BACKGROUND INFORMATION
Human visual systems respond to certain ambient light levels differently. For example, under high ambient light conditions, we only use cones to process light (photopic vision). By contrast, under pitch dark conditions without any artificial light, the eye uses rods to process light (scotopic vision). However, at a certain range of luminance levels (0.01-3.0 cd/m2), both cones and rods are active. This is called mesopic vision, which is a combination of photopic and scotopic vision. Color perception can be very different for people between photopic and mesopic vision. As a result, the same color (physically same) might be perceived differently at different ambient light levels. Keeping image appearance (e.g., color and contrast) consistent across different ambient light conditions for resource-restrained wearable mobile devices is a challenge.
BRIEF DESCRIPTION OF THE DRAWINGS
Non-limiting and non-exhaustive embodiments of the invention are described with reference to the following figures, wherein like reference numerals refer to like parts throughout the various views unless otherwise specified.
FIG. 1 illustrates a block diagram of a mobile device configured to make color perception adjustments to image data, in accordance with aspects of the disclosure.
FIGS. 2A, 2B, 2C, and 2D illustrate example models and equations for applying a color perception model to image data, in accordance with aspects of the disclosure.
FIGS. 3A, 3B, 3C, and 3D illustrate flow diagrams of defining portions of a color perception model, in accordance with aspects of the disclosure.
FIGS. 4A, 4B, and 4C illustrate various CIE diagrams to show color shifting with a color perception model, in accordance with aspects of the disclosure.
FIG. 5 illustrates a block diagram illustrating an artificial reality system, in accordance with aspects of the disclosure.
FIG. 6 illustrates a block diagram illustrating a wearable device, in accordance with aspects of the disclosure.
FIG. 7 illustrates a block diagram illustrating a computer system, in accordance with aspects of the disclosure.

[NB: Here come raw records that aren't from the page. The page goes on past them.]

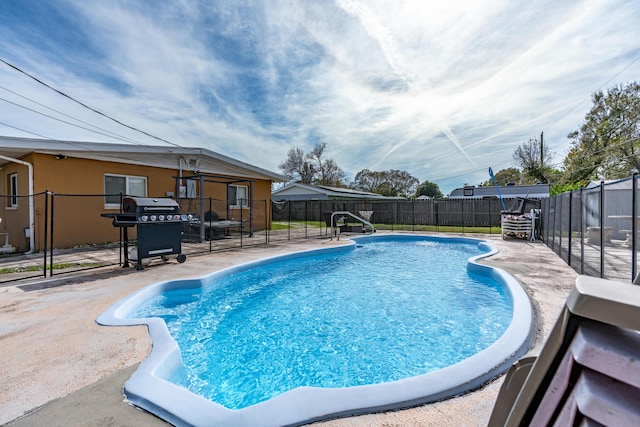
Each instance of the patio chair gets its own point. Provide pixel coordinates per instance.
(587, 373)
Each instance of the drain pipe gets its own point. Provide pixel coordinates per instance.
(31, 209)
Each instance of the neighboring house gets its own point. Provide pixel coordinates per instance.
(538, 191)
(102, 172)
(299, 191)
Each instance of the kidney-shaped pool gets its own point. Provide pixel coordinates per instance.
(387, 322)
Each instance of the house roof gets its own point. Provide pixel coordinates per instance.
(537, 191)
(300, 191)
(187, 158)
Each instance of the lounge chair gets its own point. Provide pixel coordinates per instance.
(587, 373)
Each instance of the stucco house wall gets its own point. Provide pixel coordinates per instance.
(78, 185)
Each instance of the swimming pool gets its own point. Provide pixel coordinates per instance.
(404, 387)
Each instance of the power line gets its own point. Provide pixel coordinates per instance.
(115, 135)
(54, 118)
(24, 130)
(589, 97)
(84, 105)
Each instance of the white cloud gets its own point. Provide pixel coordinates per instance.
(443, 90)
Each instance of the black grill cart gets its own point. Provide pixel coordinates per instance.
(158, 225)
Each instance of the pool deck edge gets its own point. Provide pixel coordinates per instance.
(546, 278)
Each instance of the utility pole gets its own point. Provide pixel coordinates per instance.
(541, 151)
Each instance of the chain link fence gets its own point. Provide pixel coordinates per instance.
(69, 234)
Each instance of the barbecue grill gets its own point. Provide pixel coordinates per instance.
(159, 227)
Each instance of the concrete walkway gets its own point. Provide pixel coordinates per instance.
(60, 368)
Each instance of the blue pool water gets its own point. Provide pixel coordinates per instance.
(388, 309)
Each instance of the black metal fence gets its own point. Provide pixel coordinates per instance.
(595, 230)
(69, 235)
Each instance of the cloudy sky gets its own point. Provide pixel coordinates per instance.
(440, 89)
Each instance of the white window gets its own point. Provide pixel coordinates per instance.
(238, 196)
(13, 190)
(127, 185)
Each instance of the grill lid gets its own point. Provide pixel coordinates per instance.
(149, 204)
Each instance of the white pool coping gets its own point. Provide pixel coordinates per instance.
(147, 389)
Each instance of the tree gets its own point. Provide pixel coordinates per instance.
(388, 183)
(527, 157)
(327, 170)
(607, 145)
(429, 189)
(312, 168)
(505, 176)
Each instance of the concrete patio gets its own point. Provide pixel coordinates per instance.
(61, 368)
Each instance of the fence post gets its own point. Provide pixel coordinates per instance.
(560, 233)
(570, 228)
(289, 219)
(51, 237)
(634, 226)
(553, 227)
(46, 221)
(601, 214)
(582, 208)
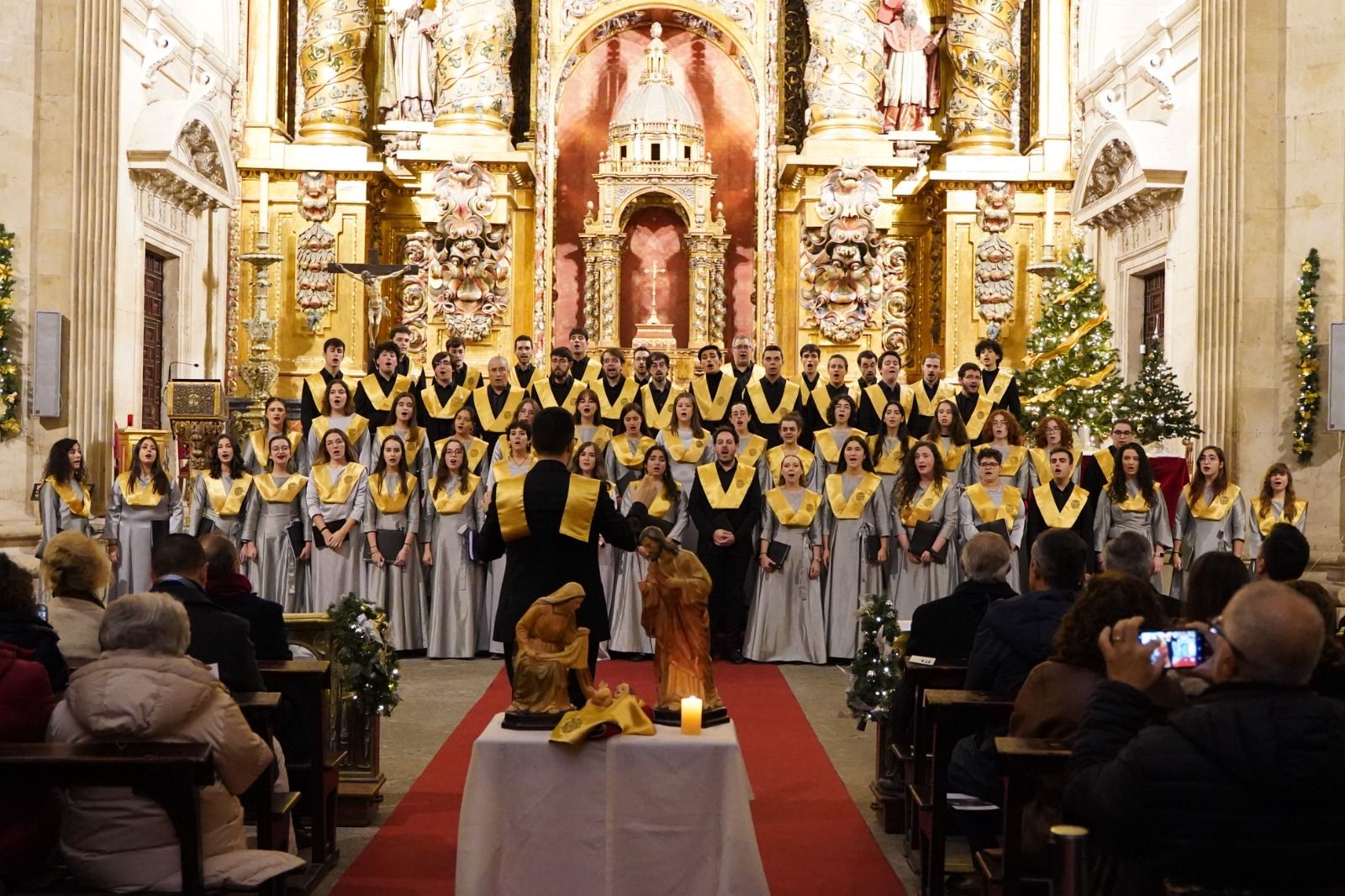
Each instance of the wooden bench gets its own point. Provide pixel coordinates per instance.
(952, 716)
(1022, 761)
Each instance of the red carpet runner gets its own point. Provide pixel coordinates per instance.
(810, 833)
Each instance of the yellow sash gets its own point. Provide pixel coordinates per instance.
(985, 508)
(762, 408)
(630, 459)
(609, 410)
(715, 493)
(387, 502)
(335, 493)
(451, 501)
(1042, 461)
(1059, 517)
(852, 508)
(925, 505)
(374, 390)
(488, 420)
(430, 397)
(716, 408)
(141, 497)
(789, 517)
(777, 455)
(282, 494)
(752, 452)
(1217, 509)
(78, 505)
(228, 505)
(826, 444)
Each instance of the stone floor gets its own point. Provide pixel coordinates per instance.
(439, 693)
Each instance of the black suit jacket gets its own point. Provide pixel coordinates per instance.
(217, 636)
(542, 561)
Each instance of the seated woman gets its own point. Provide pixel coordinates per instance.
(76, 569)
(143, 688)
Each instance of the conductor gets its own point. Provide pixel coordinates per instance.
(546, 525)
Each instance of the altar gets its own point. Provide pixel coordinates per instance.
(652, 815)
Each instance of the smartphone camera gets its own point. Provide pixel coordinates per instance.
(1185, 646)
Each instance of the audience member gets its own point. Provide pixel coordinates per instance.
(76, 569)
(1242, 790)
(230, 589)
(143, 688)
(22, 627)
(1284, 555)
(219, 636)
(30, 817)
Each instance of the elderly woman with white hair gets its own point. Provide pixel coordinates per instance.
(143, 688)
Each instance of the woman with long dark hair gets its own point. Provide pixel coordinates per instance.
(1133, 501)
(143, 508)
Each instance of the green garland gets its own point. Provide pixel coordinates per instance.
(360, 643)
(1309, 382)
(8, 369)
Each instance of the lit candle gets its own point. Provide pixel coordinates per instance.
(690, 714)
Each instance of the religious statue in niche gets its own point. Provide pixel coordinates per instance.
(911, 77)
(407, 89)
(840, 273)
(994, 284)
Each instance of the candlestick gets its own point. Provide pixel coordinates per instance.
(692, 714)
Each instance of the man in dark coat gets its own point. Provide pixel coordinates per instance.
(546, 551)
(1244, 788)
(219, 636)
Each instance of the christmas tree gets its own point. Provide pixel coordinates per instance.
(1073, 366)
(873, 674)
(1156, 403)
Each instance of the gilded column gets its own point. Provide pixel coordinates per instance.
(985, 76)
(331, 61)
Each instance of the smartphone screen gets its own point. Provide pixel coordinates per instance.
(1185, 646)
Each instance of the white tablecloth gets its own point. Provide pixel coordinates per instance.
(625, 815)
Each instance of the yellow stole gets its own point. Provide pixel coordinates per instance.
(228, 503)
(451, 501)
(925, 505)
(985, 508)
(630, 459)
(1042, 461)
(716, 407)
(141, 497)
(78, 505)
(752, 452)
(1059, 517)
(689, 455)
(335, 493)
(430, 397)
(762, 408)
(609, 410)
(387, 502)
(1217, 509)
(852, 508)
(374, 390)
(282, 494)
(789, 517)
(777, 455)
(497, 423)
(827, 447)
(715, 493)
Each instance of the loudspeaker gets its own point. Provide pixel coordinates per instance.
(49, 356)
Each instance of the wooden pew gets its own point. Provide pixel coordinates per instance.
(170, 774)
(952, 714)
(1022, 761)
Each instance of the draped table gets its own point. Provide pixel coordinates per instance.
(625, 815)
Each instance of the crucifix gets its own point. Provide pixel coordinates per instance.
(373, 276)
(654, 271)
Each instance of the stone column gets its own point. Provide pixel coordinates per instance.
(985, 76)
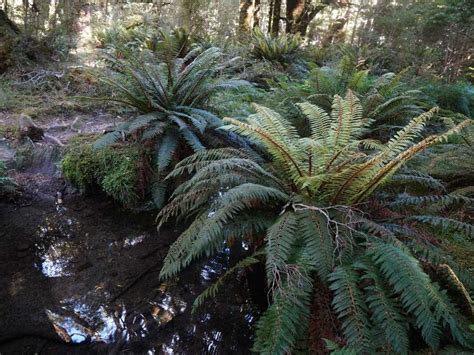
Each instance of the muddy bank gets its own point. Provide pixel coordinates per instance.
(80, 275)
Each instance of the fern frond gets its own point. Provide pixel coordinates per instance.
(287, 318)
(280, 239)
(385, 312)
(214, 288)
(350, 307)
(446, 223)
(408, 279)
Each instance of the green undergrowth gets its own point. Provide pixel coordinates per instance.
(117, 170)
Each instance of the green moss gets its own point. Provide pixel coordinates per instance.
(119, 171)
(114, 169)
(80, 165)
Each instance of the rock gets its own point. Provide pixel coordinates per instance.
(22, 254)
(36, 134)
(22, 247)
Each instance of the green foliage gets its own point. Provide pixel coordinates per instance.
(116, 169)
(457, 97)
(171, 95)
(312, 206)
(7, 185)
(280, 49)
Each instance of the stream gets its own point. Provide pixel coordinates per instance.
(81, 275)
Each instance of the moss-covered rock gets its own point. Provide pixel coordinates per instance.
(117, 170)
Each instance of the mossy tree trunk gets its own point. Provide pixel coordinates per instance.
(274, 16)
(249, 15)
(299, 14)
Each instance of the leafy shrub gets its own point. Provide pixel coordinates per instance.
(458, 97)
(325, 211)
(7, 185)
(281, 49)
(172, 98)
(116, 169)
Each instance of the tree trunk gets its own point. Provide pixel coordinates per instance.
(5, 22)
(249, 15)
(299, 14)
(274, 17)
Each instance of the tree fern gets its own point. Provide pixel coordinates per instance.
(170, 95)
(308, 204)
(350, 306)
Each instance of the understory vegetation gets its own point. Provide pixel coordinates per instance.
(336, 155)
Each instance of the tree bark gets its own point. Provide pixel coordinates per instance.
(9, 24)
(249, 15)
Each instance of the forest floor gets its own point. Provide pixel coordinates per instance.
(80, 274)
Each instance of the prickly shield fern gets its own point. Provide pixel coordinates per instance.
(309, 214)
(384, 98)
(170, 95)
(279, 49)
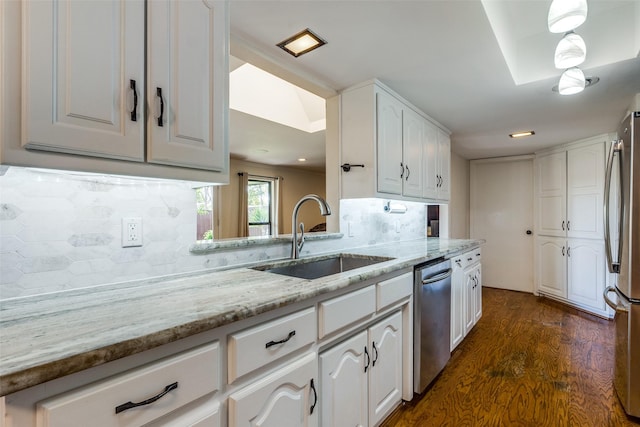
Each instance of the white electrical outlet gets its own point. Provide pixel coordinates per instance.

FIG. 8 illustrates a diagram of an example implementation of a wearable device configured to maintain consistent color perception over various ambient light intensities, in accordance with aspects of the disclosure.
FIG. 9 illustrates a diagram of an example implementation of a wearable device configured to maintain consistent color perception over various ambient light intensities, in accordance with aspects of the disclosure.
FIG. 10 illustrates a flow diagram of a process adjusting image data to maintain color perception of the image data over various ambient light intensities, in accordance with aspects of the disclosure.
DETAILED DESCRIPTION
Embodiments of color perception tuning for a wearable device in various light conditions are described herein. In the following description, numerous specific details are set forth to provide a thorough understanding of the embodiments. One skilled in the relevant art will recognize, however, that the techniques described herein can be practiced without one or more of the specific details, or with other methods, components, materials, etc. In other instances, well-known structures, materials, or operations are not shown or described in detail to avoid obscuring certain aspects.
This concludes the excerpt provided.